Title: SHOVE

Characters/ Pairing: Hatake Kakashi/ Haruno Sakura

Type: Multichapter

Rating: T

Genre: Romance, General

Warnings: SugarDaddy!Kakashi, SugarBaby!Sakura (jika tak suka, silakan kembali)

Disclaimer: Naruto © Masashi Kishimoto

(Kami tidak mencari keuntungan dalam bentuk materi apapun dari penggunaan karakter-karakter ciptaan Masashi Kishimoto)

Jadi ini adalah drabble multichapter yang simple yang saya buat di tengah-tengah fic BTNS. Just remember fic ini berputar pada SugarDaddy!Kakashi dan SugarBaby!Sakura. Jika tak suka dengan genre ini, silakan kembali.

::::

SHOVE

1

Pemilik kafe Army adalah seorang mantan tentara yang pernah bekerja sebagai koki di wilayah perbatasan dan sangat terobsesi dengan zat pemutih. Bahkan aromanya saja terasa kuat di setiap menu masakan kalangan menengah ke bawah itu. Jika kau coba untuk menjilati sebuah piring atau nampan maka rasanya akan seperti zat pemutih. Tapi setidaknya ada banyak makanan di sana, masih hangat ketika tiba di meja makan. Kadangkala aku menyisipkan makanan keluar dari Army hanya untuk menghindari aroma zat pemutih, dan rasanya tidak seburuk saat di dalam kafe. Sungguh mengejutkan efek aroma ternyata mempengaruhi rasa. Tapi bagiku, semua itu tertutup dengan secangkir kopi espresso nikmat yang bisa kudapatkan dengan harga murah.

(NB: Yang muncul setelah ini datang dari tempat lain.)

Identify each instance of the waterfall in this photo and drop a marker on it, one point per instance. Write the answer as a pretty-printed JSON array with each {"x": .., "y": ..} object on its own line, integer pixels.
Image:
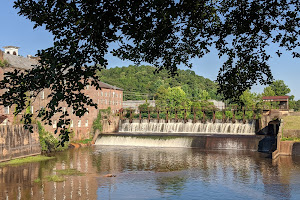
[
  {"x": 237, "y": 128},
  {"x": 145, "y": 142}
]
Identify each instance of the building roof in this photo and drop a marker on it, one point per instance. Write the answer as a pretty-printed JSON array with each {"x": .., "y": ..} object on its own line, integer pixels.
[
  {"x": 19, "y": 61},
  {"x": 276, "y": 98},
  {"x": 108, "y": 86}
]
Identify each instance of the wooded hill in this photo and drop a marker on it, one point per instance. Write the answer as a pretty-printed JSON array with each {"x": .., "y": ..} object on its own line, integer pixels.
[{"x": 140, "y": 82}]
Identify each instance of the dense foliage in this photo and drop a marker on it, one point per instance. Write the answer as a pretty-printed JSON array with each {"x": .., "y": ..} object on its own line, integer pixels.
[{"x": 140, "y": 82}]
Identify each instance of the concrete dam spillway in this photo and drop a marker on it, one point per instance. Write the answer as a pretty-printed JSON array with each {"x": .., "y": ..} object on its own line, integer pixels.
[
  {"x": 210, "y": 136},
  {"x": 237, "y": 128}
]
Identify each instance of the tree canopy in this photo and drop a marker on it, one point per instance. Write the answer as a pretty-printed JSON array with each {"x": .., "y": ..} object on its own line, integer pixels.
[
  {"x": 165, "y": 34},
  {"x": 139, "y": 82}
]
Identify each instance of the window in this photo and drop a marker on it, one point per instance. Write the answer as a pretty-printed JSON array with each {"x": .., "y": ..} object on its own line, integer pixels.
[
  {"x": 42, "y": 95},
  {"x": 6, "y": 110},
  {"x": 54, "y": 124}
]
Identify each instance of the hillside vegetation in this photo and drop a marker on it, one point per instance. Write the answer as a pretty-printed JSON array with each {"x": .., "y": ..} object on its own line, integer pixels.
[{"x": 140, "y": 82}]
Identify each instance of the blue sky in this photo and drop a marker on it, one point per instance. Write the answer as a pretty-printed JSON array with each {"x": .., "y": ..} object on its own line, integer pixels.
[{"x": 18, "y": 31}]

Omong-omong, aku sudah duduk selama satu setengah jam di salah satu sudut terjauh di dalam kafe, mengetik di laptop untuk tugas kuliah yang harus kukumpul lusa sambil menikmati cangkir kedua dari kopi hitam favoritku—setidaknya di sini ada wi-fi gratis—ketika ponsel lipatku menyala. Terdengar suara tajam saat aku mengangkatnya.

"Aku sudah menyuruhmu untuk membeli ponsel pintar! Kau tahu sendiri aku jarang isi pulsa! Sudah berapa kali aku menghubungimu tapi tak pernah kau angkat! Oh, please, Sakura, jangan bilang ponselmu kau silent lagi."

"Ino…" Aku baru sadar sejak tadi ponselku tertutup lembaran-lembaran kertas. Mendengar suara Ino, kurasa sesuatu yang buruk telah terjadi.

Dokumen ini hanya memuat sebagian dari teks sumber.